Giving space or holding space

What’s the difference between giving someone space when they're upset and holding space for them?

Society doesn't set us up to be natural space holders – we enter relationships with our own shopping list of expectations, some more conscious that others. That's also why psychotherapists have years of training to learn how to hold space for clients ethically, compassionately and responsibly.

You can still hold space in your relationships and see how enriching they become as a result.

Make sure you have some space held for you, too.
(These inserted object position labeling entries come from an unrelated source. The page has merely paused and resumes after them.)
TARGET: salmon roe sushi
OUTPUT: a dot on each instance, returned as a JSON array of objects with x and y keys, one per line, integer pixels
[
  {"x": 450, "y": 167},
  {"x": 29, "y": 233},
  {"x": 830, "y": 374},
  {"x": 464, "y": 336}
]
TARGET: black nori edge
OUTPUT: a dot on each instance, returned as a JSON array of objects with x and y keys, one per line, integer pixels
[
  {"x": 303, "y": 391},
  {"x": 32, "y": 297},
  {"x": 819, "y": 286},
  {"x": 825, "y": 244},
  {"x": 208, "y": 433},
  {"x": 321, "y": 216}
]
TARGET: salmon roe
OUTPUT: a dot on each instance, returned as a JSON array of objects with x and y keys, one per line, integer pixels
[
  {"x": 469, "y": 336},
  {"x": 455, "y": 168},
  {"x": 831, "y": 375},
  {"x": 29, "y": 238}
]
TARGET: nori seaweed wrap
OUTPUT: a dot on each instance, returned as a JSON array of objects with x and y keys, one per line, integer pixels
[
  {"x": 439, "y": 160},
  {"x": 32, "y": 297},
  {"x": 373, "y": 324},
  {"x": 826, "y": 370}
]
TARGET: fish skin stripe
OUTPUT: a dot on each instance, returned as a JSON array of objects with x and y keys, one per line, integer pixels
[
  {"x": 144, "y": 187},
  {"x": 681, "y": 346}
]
Giving someone space LOOKS like:
🌀Leaving someone alone in their emotional experience when they haven't asked to be alone
🌀Only connecting with someone when they feel a certain way
🌀Only connecting with someone when they are behaving or appearing a certain way

Giving space can FEEL like:
🌀Abandonment
🌀Rejection
🌀Shame
🌀Punishment
🌀Disdain
🌀Disinterest

Giving space can SAY
🌀“I can only relate to you when you are feeling or behaving in a certain way.”
🌀“I only accept some parts of you.”
🌀“I will connect with you on my terms when it suits me.”

Holding space can LOOK like
🌀Remaining emotionally connected with someone no matter how upset they are (providing they are not abusive or aggressive)
🌀Expressing empathy rather than sympathy; I see you instead of poor you
🌀Not trying to fix or offer solutions to the perceived problem

Holding space FEELS like
🌀Respect
🌀Validation
🌀Recognition
🌀Consideration
🌀Care
🌀Honouring

Holding space SAYS
🌀“I accept you no matter what you’re feeling or going through”
🌀“I’m still here for you when you’re ready to connect”
🌀“All parts of you belong and can be related to”
🌀“I see you, I get it"

What does it feel like when someone holds space for you?